Oko-oko
- Alternative names: Oko'-oko', Oku-oku, Ketupat tehe tehe, Nasi tehe tehe
- Course: Main dish
- Place of origin: Philippines
- Region or state: Tawi-Tawi, Sulu, Basilan, Zamboanga Peninsula, Sabah, and diaspora communities

= Oko-oko =

Filipino sea urchin and rice dish

Oko-oko is a Filipino dish consisting of rice cooked inside a whole sea urchin shell. It originates from the Sama-Bajau people. It is a common delicacy in Tawi-Tawi, Sulu, Basilan, and the Zamboanga Peninsula. It has also been introduced by Sama migrants to Sabah, Malaysia, where it is known as ketupat tehe-tehe or nasi tehe-tehe.

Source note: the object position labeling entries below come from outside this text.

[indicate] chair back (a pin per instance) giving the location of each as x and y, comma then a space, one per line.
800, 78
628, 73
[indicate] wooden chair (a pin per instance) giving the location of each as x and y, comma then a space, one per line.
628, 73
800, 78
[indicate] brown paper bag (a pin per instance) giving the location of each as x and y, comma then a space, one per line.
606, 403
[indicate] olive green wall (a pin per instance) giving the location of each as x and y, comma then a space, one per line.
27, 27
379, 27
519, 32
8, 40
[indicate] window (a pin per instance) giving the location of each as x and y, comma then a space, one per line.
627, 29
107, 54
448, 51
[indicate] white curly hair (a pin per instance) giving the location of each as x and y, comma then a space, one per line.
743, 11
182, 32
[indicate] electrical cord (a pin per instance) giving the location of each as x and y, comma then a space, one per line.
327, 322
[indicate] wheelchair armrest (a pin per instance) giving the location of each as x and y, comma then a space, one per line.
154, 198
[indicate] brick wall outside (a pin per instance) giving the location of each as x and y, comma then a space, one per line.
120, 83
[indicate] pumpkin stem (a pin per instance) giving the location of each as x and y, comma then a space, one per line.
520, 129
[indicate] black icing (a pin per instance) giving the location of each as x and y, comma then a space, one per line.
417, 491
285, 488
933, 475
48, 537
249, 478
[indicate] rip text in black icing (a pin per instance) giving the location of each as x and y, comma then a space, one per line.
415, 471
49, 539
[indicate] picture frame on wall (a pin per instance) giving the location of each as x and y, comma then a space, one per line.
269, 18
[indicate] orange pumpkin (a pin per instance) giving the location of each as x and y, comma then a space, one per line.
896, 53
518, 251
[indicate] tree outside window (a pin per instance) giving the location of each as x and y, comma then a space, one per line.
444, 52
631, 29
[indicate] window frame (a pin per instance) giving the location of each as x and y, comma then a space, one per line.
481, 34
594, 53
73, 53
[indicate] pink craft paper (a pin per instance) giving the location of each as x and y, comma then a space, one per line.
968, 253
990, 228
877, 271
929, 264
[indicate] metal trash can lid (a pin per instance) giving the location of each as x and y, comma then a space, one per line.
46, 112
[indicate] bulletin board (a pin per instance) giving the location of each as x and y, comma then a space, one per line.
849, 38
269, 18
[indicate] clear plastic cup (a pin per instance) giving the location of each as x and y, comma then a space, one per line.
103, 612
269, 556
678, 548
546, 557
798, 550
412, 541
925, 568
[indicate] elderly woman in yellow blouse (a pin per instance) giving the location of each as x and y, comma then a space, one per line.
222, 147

Oko-oko is prepared with a specific type of sea urchins called tehe'-tehe (also transcribed as tehe-tehe). The spines are first scraped off and the entrails removed through a small hole at the bottom. The edible gonads are retained. Uncooked rice mixed with spices and various ingredients are then poured into the hole. The hole is plugged with pandan or coconut leaves. It is then boiled whole until the rice is cooked. Oko-oko is eaten by cracking the shell and peeling it like a hard-boiled egg. The compacted rice inside with the salty sea urchin gonads are eaten directly while held, similar to leaf-wrapped rice cakes.